The school board approved an agreement with Ryans Creek Baptist Church at Thursday’s meeting to secure the church as an evacuation site for Cold Springs students.
“We started preparing this agreement about six months ago,” Cullman County Schools Superintendent Hank Allen said. “Ryan’s Creek is close enough to Cold Springs’ campus, yet far enough away to take students away from any catastrophe that might have happened.”
The board and the church reached the agreement only weeks before the school system holds a mock disaster at Cold Springs.
“The mock disaster planned is simply so we can actually go through our procedures to respond to a disaster,” Allen said. “This will not only be practice for the school system but it will give the schools the opportunity to work with other agencies during response.”
Allen said the Cullman County Sheriff’s Department, county fire departments, the Emergency Management Agency and county road departments have been part of the mock disaster planning. On May 12, Allen said these agencies will respond to a fake gas leak at a propane tank near the schools.

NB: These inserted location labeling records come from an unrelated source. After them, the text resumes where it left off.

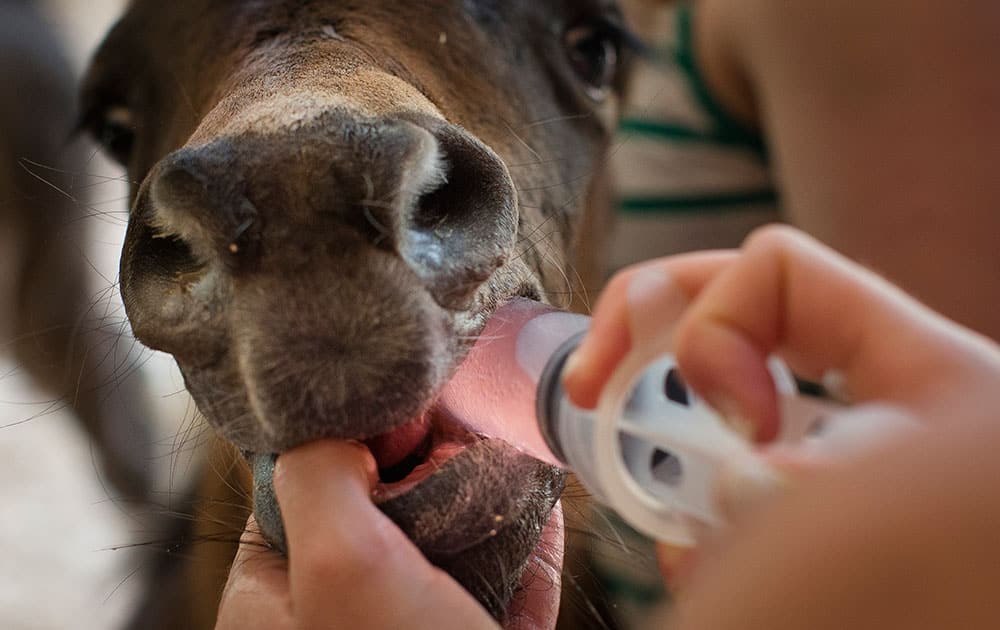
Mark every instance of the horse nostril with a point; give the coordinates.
(456, 235)
(193, 204)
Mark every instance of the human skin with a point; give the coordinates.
(903, 536)
(880, 119)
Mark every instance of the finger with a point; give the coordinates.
(638, 303)
(257, 588)
(350, 566)
(676, 565)
(824, 314)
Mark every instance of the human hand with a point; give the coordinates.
(348, 565)
(784, 293)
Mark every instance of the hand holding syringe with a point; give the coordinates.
(669, 461)
(927, 504)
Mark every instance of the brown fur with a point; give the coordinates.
(334, 197)
(54, 325)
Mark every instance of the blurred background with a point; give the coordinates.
(73, 549)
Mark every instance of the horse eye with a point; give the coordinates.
(593, 52)
(115, 131)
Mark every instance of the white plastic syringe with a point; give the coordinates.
(651, 450)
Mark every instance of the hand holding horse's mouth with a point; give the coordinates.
(350, 567)
(329, 199)
(448, 490)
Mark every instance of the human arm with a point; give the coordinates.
(902, 537)
(881, 122)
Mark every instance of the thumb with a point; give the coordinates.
(745, 483)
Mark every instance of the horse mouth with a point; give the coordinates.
(411, 454)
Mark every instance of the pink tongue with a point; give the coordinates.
(494, 391)
(393, 447)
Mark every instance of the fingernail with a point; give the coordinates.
(745, 484)
(574, 363)
(656, 303)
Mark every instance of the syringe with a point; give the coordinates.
(652, 450)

“We will evacuate students to Ryans Creek, and this should show us how much time it takes to evacuate students, get them on buses and to the site,” Allen said. “We will utilize the emergency phone system to coordinate parent pick up.”

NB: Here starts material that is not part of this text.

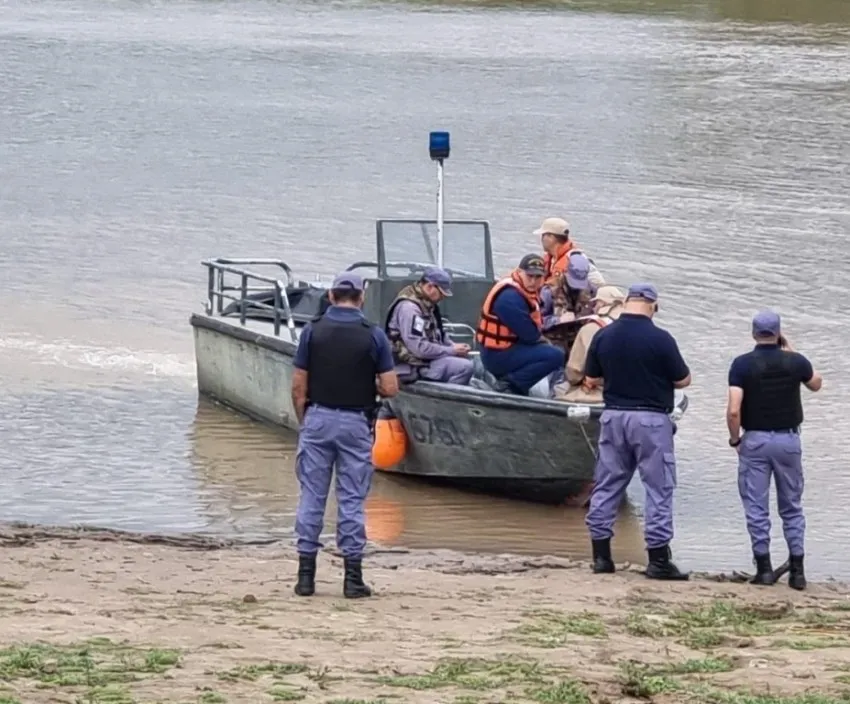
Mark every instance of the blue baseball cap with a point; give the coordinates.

Though students will be evacuated, Allen said the mock disaster will not take away from much instructional time during the day.

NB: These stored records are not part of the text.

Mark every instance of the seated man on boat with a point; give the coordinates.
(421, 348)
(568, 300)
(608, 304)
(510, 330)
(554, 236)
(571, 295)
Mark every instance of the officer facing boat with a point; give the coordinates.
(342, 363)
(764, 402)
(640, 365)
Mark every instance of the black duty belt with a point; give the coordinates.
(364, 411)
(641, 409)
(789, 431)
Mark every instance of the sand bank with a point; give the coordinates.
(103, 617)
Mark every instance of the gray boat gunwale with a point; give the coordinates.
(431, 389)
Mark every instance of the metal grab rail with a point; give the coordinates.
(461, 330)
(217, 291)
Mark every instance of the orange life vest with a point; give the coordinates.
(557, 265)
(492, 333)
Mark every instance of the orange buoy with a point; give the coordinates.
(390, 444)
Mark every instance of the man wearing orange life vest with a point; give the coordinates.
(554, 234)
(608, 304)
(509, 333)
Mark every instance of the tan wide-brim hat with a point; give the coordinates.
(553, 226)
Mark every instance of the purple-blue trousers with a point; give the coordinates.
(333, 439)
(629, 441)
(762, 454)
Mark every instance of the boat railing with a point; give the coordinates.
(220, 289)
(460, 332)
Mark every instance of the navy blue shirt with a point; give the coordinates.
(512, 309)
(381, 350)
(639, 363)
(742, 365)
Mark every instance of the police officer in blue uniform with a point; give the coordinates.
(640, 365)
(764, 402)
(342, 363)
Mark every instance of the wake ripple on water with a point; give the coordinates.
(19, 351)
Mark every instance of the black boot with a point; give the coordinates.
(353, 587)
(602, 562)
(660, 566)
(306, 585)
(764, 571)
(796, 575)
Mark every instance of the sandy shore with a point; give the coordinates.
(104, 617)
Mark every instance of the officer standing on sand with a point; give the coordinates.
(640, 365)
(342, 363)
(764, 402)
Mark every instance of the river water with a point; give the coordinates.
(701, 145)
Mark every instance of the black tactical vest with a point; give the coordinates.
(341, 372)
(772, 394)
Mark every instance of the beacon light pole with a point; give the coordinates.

While this is the first time the system has staged an incident at Cold Springs schools, Allen said crews responded to a mock disaster last summer at Hanceville schools.
“We had an actual perpetrator come on campus, with a gun and he took some students hostage in a classroom there,” he said. “Everything was mocked, but we video taped it so we could go back and learn from our mistakes.”
Through that practice, Allen said he and others realized they were not quite as prepared as they had thought to manage a student evacuation.
“We realized we needed to secure a site off-campus to take students,” he said. “That’s one of the reasons we made the deal with Ryans Creek Baptist.”
Allen said the school board is working to secure agreements with various churches and community centers in areas near county schools to allow use of those facilities in the event of an emergency evacuation. Allen said some schools may require agreements with multiple facilities in their communities, due to student population size.
Eventually, the board intends to hold a mock disaster at each school to practice that school’s and community’s disaster response plans.
“After the Hanceville mock crisis, we started planning the Cold Springs event,” Allen said. “Our plan is to do a mock disaster for each school. ... Each year we want to try to stage one.”
Allen said the biggest challenge to organizing the disaster practices is coordinating times which work out with the other agencies.
“Timing is not always as convenient as we’d like it to be, because we have to work with so many other agencies to get them together,” he said. “It takes a whole lot of planning going into it to bring those agencies together. We’ve already met three times at Cold Springs, and had six different agencies represented at our meeting the other day. There’s a lot of manpower and coordination that goes into it.”
Allen said funding for the mock disasters has not been a problem and the board sets aside money in its budget to sponsor the events.
“We’ve been in partnership with these other agencies, and they are not charging us anything for this,” he said. “We’re thankful to them for keeping those costs down. The actual cost is not a significant amount of money.”